# Monthly Archives: January 2014

## Powers of 2

Yesterday, James Tanton posted a fun little problem on Twitter:

So, 2 is one more than $1=2^0$, and 8 is one less than 9=2^3\$, and Dr. Tanton wants to know if there are any other powers of two that are within one unit of a perfect square.

While this problem may not have any “real-life relevance”, it demonstrates what I describe as the power and creativity of mathematics.  Among the infinite number of powers of two, how can someone know for certain if any others are or are not within one unit of a perfect square?  No one will ever be able to see every number in the list of powers of two, but variables and mathematics give you the tools to deal with all possibilities at once.

For this problem, let D and N be positive integers.  Translated into mathematical language, Dr.

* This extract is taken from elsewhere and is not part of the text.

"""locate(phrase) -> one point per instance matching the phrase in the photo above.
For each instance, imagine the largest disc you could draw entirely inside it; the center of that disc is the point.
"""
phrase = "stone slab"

Tanton’s problem is equivalent to asking if there are values of D and N for which $2^D=N^2 \pm 1$.  With a single equation in two unknowns, this is where observation and creativity come into play.  I suspect there may be more than one way to approach this, but my solution follows.  Don’t read any further if you want to solve this for yourself.

Because D and N are positive integers, the left side of $2^D=N^2 \pm 1$,  is always even.   That means $N^2$, and therefore N must be odd.
Because N is odd, I know $N=2k+1$ for some whole number k.  Rewriting our equation gives $2^D=(2k+1)^2 \pm 1$, and the right side equals either $4k^2+4k$ or $4k^2+4k+2$.
Factoring the first expression gives $2^D=4k^2+4K=4k(k+1)$.   Notice that this is the product of two consecutive integers, k and $k+1$, and therefore one of these factors (even though I don’t know which one) must be an odd number.  The only odd number that is a factor of a power of two is 1, so either $k=1$ or $k+1=1 \rightarrow k=0$.  Now, $k=1 \longrightarrow N=3 \longrightarrow D=3$ and $k=0 \longrightarrow N=1 \longrightarrow D=0$, the two solutions Dr. Tanton gave.  No other possibilities are possible from this expression, no matter how far down the list of powers of two you want to go.
But what about the other expression?  Factoring again gives $2^D=4k^2+4k+2=2 \cdot \left( 2k^2+2k+1 \right)$.  The expression in parentheses must be odd because its first two terms are both multiplied by 2 (making them even) and then one is added (making the overall sum odd).  Again, 1 is the only odd factor of a power of two, and this happens in this case only when $k=0 \longrightarrow N=1 \longrightarrow D=0$, repeating a solution from above.